These authors compared the efficacy of blue light therapy (BLT) and 5% topical benzoyl peroxide (BPO) gel in combination with standard chlorhexidine (CHX) prep in eradicating Cutibacterium on the skin surface at the deltopectoral interval measured by positive, quantitative cultures.
Adult male volunteers were randomized to one of three treatment groups: BPO, BLT, and BPO followed by BLT. Contralateral shoulders served as matched controls. Volunteers randomized to BPO applied the gel for a total of 5 treatments. For BLT group, a single 23- minute treatment was administered at an estimated irradiance of 40 mW/cm2 (radiant exposure 55.2 J/cm2).
For BPO+BLT group, volunteers received both treatments. After treatment with either BPO, BLT, or both, a single swab culture was taken from the skin of the treatment shoulder. Next, control and treatment shoulders were prepped with CHX, and cultures were taken from each shoulder.
Sixty male volunteers, 20 per group. Prior to CHX administration, 56 of the 60 samples grew Cutibacterium.
The BPO group and BPO+BLT group had significantly less growth of Cutibacterium than the BLT group after treatment but prior to CHX.
Following CHX administration, BPO and BPO+BLT groups had significantly fewer positive cultures and less quantity of growth compared to their control arms. This was not seen in BLT group.
For quantitative between group analysis, no significant synergistic effects were seen in the BPO+BLT group compared to BPO only.
The authors concluded that blue light therapy alone did not demonstrate effective antimicrobial properties against Cutibacterium.
Comment:
(1) An important lesson from this study is that a substantial percentage of subjects receiving prophylaxis experienced side effects (itching, burning, dryness, peeling, flaking, erythema) that would create a concern about making a skin incision for shoulder arthroplasty through the treated area. Six out of the 20 subjects in each group reported at least 1 side effect within 1 week of treatment. These treatments may not be benign.

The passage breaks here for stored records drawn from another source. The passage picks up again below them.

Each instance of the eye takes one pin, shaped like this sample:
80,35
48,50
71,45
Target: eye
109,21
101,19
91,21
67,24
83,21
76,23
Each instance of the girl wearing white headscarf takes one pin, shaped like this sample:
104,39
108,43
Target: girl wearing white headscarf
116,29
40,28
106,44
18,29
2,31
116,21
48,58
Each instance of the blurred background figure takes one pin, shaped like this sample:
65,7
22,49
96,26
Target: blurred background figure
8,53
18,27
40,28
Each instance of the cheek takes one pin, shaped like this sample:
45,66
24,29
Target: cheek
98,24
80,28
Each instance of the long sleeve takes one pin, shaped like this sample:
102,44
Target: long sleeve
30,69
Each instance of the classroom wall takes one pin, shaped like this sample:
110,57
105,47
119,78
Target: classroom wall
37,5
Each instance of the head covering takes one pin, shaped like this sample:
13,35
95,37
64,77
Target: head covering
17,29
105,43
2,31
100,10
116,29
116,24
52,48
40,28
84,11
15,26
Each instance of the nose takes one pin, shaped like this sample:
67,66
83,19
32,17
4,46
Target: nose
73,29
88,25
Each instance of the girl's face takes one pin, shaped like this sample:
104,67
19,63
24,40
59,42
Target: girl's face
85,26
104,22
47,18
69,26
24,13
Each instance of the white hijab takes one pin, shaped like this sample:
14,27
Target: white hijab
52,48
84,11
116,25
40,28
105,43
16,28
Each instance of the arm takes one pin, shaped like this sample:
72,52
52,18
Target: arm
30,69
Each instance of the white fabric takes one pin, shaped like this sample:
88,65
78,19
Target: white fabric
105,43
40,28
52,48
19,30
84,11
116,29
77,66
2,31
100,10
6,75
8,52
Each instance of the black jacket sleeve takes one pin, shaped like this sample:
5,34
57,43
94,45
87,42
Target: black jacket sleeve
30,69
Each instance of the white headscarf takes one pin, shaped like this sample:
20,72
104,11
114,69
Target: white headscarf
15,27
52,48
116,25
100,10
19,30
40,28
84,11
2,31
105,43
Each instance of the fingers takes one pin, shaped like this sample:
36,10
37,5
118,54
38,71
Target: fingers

(2) The skin surface cultures were obtained soon after the application of CHX. Prior studies have shown that the prophylactic effect of CHX subsides rapidly after application.
(3) This study does not examine the effectiveness of prophylaxis on the levels of Cutibacterium in the dermis. It is the dermal levels that are of concern in that the pilosebaceous units are the reservoir for Cutibacterium; the dermal incision at arthroplasty releases Cutibacterium into the wound.
These authors point out that home chlorhexidine washes prior to shoulder surgery are commonly used in an attempt to reduce the skin bacterial load. However, recent studies have suggested that this agent is relatively ineffective against Cutibacterium acne.